The money will go towards the purchase of instrumentation for mass spectrometry, a powerful technique that can be used to identify unknown molecules and help characterize their structural and chemical properties. The ability to rapidly identify and characterize proteins and is critical to our ongoing study of genomics and proteomics.

English said the facilities will be shared by the Centre for Research in Molecular Modelling and the Centre for Structural and Functional Genomics.

Her collaborators are Paul Joyce, Heidi Muchall, Justin Powlowski, Cameron Skinner and Joanne Turnbull, all in the Department of Chemistry and Biochemistry, and Jack Kornblatt, Reginald Storms, Adrian Tsang and Luc Varin, of the Department of Biology.

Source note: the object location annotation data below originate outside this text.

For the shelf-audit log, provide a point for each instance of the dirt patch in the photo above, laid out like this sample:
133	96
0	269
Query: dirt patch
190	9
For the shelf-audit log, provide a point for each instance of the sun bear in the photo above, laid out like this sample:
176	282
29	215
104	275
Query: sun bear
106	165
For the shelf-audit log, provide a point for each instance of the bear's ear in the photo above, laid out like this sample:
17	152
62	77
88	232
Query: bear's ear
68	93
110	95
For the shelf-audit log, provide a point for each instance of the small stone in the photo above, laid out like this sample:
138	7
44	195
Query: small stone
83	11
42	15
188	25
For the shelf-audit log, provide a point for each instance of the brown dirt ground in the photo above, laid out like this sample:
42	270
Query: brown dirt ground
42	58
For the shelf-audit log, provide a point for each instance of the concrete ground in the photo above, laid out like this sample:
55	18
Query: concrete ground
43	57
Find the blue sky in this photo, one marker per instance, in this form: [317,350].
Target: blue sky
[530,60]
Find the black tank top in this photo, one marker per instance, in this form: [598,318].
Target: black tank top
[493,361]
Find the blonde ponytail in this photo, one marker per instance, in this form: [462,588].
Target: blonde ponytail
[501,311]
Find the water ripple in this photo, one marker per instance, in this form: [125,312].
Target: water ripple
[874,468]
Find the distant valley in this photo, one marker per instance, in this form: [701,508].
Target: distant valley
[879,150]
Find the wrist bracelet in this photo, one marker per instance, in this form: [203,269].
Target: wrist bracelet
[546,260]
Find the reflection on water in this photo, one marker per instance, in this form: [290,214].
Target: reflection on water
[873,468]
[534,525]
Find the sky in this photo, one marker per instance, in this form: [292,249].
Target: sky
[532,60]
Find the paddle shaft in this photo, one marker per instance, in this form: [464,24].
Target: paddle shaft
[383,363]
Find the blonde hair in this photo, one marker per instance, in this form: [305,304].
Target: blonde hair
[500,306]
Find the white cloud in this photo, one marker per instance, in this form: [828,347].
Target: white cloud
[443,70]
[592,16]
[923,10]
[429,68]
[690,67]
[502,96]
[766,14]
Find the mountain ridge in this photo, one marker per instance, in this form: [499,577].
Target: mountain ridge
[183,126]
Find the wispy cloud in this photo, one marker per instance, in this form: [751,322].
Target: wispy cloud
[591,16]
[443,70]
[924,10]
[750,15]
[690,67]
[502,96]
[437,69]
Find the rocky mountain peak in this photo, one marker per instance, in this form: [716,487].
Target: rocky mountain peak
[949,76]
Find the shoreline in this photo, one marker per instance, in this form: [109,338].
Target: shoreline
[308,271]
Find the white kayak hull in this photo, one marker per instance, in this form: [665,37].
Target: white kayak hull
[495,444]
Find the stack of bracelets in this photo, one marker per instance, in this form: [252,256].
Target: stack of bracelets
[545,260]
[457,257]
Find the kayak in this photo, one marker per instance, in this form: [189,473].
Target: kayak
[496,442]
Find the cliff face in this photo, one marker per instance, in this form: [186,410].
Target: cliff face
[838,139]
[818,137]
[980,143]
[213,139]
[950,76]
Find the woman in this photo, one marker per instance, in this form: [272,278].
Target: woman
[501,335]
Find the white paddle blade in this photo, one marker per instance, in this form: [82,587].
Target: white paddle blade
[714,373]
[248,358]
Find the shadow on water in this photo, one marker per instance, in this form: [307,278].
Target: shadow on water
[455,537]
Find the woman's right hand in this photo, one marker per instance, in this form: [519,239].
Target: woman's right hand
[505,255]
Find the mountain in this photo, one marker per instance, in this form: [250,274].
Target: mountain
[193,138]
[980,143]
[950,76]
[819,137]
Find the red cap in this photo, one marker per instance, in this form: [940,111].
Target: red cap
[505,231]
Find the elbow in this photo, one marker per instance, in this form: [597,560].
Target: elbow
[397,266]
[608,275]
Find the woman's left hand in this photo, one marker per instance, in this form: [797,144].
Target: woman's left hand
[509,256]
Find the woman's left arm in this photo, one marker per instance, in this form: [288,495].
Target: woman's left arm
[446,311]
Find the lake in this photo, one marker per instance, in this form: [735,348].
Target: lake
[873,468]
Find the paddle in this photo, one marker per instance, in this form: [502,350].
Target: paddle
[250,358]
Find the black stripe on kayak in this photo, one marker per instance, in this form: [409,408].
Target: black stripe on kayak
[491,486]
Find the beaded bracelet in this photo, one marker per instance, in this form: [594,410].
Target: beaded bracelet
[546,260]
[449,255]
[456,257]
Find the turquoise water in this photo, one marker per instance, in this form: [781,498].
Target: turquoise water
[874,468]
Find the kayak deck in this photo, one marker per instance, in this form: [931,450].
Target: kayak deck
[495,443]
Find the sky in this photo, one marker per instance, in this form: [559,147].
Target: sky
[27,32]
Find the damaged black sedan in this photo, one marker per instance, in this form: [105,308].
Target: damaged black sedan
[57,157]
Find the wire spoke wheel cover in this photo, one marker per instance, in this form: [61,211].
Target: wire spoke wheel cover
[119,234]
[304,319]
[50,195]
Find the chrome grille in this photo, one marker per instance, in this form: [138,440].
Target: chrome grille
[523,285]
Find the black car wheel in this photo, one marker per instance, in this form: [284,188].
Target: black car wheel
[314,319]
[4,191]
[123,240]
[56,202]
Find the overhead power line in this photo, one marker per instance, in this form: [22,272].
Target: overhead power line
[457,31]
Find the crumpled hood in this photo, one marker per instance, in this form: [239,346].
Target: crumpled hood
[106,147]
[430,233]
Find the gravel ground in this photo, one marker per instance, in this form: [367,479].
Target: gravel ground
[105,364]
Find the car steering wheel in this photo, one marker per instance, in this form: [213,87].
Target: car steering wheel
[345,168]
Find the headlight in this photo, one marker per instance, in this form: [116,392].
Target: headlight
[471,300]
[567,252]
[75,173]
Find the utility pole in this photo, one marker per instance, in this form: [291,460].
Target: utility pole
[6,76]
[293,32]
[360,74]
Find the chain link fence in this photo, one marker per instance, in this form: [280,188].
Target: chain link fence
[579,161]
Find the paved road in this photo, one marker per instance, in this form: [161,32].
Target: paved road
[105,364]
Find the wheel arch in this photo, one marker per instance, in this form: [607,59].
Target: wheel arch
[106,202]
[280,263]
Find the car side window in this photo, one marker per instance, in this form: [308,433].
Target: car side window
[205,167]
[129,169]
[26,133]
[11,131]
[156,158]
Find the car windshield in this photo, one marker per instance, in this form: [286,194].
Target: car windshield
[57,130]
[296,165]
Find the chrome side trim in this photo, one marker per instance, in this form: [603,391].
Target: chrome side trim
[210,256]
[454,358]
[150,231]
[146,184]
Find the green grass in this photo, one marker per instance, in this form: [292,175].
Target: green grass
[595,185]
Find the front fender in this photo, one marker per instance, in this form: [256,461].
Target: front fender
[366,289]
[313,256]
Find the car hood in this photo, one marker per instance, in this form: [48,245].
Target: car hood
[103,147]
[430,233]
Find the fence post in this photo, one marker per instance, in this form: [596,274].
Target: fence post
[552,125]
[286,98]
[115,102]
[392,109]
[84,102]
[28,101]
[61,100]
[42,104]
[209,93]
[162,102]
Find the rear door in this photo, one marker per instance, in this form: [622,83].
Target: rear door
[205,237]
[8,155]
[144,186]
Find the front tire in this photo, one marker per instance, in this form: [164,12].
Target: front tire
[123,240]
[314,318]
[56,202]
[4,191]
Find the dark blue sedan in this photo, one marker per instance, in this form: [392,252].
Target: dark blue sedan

The Faculty of Engineering and Computer Science received the same number of awards as last year, 37, to a value of $3.5 million, over four years, a 19-per-cent increase over last year. There are currently 87 NSERC recipients in the Faculty.

An NSERC University Faculty Award will enable the hiring of Paula Wood-Adams, currently an assistant professor at McGill. A specialist in the flow behaviour of molten polymers, Dr. Wood-Adams will join Concordia in two weeks, and start teaching in September.

Her award is part of an NSERC program designed to increase the representation of women and aboriginal people in faculty positions in the natural sciences and engineering. The competition for this award was intense, with only a 52-per-cent success rate.

Dean Nabil Esmail was delighted to note that a number of the NSERC awards were to new professors, including Amnon H. Eden and Ahmed Seffah (Computer Science), Purnendu Sinha (Electrical/Computer), and Brandon Gordon and Ibrahim Hassan (Mechanical).